O mundo inteiro viveu, nestas últimas semanas,
voltado para a Basílica de São Pedro, onde, além dos homens e do espetáculo da
mídia, sobre as pedras, e não sobre as águas, como diz o Gênesis no
relato da Criação, estava o espírito de Deus. E ele se afirmou na escolha do homem
encarregado por esse desígnio sobrenatural para dirigir a Igreja neste instante
tão difícil e de tantas perplexidades e problemas, chegando mesmo o cardeal dom
Cláudio Hummes, esse velho sacerdote carregado de virtudes, dizer que “a Igreja
não funciona mais” e criticar sua conduta, sua maneira de ser e até mesmo seus
rituais, chegando à celebração da missa. Ninguém esperava esse argentino de uma
vida simples e cheia de exemplos tão humanos como o cardeal Jorge. O espírito
de Deus não está sujeito à mídia nem às bolsas de apostas e, enquanto a
especulação corria solta, eis que surge uma novidade para nós e não para os
Seus planos. E o escolhido não chega discutindo a pederastia nem o Banco
Vaticano, mas dá o exemplo simples de usar a cruz de ferro e não a de ouro, ir
ao balcão do seu modesto hotel e pagar a sua conta e escolher o nome de
Francisco. Nada de grandes discussões filosóficas nem teológicas, mas as coisas
simples e os males e pecados da vida cotidiana. É esta que está em confronto
com a fé, quando o homem, mergulhado na busca do consumismo e do hedonismo,
abandona sua própria razão de existir ao não meditar sobre a mais simples das
indagações humanas: “De onde venho, para onde vou, o que sou e o que somos e o
que serei?” Como disse, também, dom Cláudio, seu nome já é uma encíclica. Essa
escolha do nome Francisco é falar da pobreza, da dedicação da vida dos
sacerdotes a Deus, de buscar o “caminho” do qual falou e não se apartar do
Cristo. Ir ao povo mais humilde, como foi São Francisco, falando aos pássaros
quando os homens não queriam ouvi-lo. Humanidade, espiritualidade,
transcendência. Também não passou despercebido que, na escolha do nome
Francisco está uma mensagem de união. As ordens dos franciscanos e dos jesuítas
foram sempre rivais.
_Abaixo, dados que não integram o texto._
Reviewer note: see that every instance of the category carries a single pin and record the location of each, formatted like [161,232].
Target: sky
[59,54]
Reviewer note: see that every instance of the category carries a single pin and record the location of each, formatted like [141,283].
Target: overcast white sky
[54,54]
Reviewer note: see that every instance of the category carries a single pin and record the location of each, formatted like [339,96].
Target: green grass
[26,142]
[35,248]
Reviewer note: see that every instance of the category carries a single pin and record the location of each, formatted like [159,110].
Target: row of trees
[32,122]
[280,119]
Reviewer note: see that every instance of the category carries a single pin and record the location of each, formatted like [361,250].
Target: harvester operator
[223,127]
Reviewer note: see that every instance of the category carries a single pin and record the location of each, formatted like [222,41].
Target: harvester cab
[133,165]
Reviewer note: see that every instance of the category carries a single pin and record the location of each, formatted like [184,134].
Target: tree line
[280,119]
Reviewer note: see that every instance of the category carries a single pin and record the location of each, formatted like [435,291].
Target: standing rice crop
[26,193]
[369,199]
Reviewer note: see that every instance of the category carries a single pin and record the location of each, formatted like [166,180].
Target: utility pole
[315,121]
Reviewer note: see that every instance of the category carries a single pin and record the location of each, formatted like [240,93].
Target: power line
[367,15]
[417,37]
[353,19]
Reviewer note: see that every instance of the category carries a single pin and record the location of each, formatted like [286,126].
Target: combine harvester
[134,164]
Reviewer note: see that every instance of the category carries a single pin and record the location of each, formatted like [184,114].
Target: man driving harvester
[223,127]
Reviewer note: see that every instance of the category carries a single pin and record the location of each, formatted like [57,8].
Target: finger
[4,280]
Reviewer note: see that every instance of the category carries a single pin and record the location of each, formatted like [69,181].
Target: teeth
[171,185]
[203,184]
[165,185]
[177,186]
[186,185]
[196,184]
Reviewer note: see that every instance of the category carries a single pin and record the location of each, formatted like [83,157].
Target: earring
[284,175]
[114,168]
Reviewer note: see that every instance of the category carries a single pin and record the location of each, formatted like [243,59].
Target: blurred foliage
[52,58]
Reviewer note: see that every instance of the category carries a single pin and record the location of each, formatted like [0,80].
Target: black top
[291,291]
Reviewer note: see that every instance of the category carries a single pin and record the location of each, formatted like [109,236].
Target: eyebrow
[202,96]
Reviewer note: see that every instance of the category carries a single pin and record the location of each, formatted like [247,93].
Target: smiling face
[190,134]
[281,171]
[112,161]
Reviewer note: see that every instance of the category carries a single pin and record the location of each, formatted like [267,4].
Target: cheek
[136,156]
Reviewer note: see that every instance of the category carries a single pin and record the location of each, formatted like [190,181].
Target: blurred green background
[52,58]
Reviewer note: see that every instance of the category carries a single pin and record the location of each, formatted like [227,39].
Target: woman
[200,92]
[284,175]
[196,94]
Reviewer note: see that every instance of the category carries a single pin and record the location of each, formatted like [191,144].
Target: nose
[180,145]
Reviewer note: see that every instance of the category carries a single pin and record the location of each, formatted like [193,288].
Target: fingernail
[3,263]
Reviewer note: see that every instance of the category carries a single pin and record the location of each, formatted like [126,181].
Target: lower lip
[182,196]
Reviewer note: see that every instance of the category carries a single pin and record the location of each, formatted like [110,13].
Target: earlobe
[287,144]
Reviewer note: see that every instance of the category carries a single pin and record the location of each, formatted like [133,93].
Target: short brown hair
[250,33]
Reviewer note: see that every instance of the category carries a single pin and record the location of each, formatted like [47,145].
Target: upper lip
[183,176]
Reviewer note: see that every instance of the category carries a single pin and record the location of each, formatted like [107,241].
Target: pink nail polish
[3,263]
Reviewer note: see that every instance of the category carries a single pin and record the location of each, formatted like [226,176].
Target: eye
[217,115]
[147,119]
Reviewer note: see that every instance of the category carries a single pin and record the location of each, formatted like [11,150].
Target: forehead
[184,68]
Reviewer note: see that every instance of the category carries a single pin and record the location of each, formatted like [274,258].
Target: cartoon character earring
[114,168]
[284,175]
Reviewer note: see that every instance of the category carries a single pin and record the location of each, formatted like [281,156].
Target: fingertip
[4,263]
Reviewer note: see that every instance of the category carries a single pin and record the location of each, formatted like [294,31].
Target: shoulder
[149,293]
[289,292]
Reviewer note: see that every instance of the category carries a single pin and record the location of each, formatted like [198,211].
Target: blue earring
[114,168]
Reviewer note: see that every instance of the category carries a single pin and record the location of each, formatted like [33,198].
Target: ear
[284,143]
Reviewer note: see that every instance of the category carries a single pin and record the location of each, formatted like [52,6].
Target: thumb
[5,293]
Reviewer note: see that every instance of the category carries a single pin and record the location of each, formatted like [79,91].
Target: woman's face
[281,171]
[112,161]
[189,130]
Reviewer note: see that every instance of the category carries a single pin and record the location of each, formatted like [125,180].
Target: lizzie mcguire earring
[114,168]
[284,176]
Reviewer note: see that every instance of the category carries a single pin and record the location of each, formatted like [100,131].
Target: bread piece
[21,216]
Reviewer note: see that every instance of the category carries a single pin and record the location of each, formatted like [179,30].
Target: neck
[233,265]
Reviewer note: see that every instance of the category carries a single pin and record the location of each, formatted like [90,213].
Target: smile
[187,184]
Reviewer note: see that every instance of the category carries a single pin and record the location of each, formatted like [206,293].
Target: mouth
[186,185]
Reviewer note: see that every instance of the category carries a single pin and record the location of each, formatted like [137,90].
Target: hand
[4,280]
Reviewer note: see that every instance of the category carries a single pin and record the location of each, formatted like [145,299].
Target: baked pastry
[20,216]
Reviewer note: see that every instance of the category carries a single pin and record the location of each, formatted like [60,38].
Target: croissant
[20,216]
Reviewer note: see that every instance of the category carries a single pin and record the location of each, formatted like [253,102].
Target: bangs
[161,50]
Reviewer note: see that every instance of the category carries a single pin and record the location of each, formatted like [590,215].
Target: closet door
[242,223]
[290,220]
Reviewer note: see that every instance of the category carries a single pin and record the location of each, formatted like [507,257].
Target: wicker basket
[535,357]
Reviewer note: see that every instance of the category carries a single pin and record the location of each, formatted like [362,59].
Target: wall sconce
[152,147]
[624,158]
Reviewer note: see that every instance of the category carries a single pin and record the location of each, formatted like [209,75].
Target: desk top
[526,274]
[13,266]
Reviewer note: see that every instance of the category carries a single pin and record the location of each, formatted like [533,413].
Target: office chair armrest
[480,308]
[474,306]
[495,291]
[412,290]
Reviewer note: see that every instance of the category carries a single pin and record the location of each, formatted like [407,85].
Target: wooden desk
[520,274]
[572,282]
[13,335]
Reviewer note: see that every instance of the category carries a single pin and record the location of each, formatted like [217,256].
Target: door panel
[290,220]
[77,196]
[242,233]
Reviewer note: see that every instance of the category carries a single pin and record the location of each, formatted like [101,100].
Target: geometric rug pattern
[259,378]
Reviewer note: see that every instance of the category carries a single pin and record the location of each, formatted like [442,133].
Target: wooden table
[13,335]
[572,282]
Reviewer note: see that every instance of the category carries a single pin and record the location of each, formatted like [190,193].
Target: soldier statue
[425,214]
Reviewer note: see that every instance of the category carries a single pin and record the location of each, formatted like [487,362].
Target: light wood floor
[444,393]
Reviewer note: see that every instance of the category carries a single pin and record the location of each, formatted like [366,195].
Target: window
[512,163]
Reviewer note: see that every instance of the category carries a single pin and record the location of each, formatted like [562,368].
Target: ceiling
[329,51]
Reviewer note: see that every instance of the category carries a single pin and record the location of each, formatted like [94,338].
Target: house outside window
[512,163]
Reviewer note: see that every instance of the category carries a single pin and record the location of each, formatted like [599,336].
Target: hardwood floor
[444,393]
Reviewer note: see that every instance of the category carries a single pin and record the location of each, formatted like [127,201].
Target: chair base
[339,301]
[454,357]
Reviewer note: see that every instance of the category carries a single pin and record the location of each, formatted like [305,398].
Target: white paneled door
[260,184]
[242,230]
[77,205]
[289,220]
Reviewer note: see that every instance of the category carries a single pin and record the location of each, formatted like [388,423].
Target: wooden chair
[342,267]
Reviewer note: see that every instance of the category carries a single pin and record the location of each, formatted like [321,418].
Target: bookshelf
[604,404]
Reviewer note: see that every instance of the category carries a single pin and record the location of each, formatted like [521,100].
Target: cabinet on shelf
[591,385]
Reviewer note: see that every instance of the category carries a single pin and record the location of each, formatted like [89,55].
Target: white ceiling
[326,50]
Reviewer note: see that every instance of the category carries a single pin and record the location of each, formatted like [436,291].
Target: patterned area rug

Os primeiros eram a igreja dos pobres e os segundos a dos
iluminados, do conhecimento, do poder, dos meandros da política, chegando mesmo
a rivalizar com o Papado, obrigando João Paulo II a chamar o Geral dos
Jesuítas, o famoso padre Arrupe e, com aquele seu espírito forte de liderança,
dizer: “Ajoelhe-se. Os jesuítas têm o voto de obediência ao papa. Cumpra”. E
enquadrou-o, afastando-o da Teologia da Libertação. Pois é o papa Francisco que
agora une franciscanos e jesuítas para a mesma fé e mesma missão. E como ele é
muito popular em Buenos Aires, que não fique chocado quando vier ao Rio em
julho próximo para a Jornada da Juventude e um carioca, desses do gingado mole,
lhe pedir: “A bênção, papa Chico!”
José Sarney foi governador, deputado e senador pelo Maranhão, presidente da República, senador do Amapá por três mandatos consecutivos, presidente do Senado Federal por três vezes. Tudo isso, sempre eleito. São 55 anos de vida pública. É também acadêmico da Academia Brasileira de Letras (desde 1981) e da Academia das Ciências de Lisboa.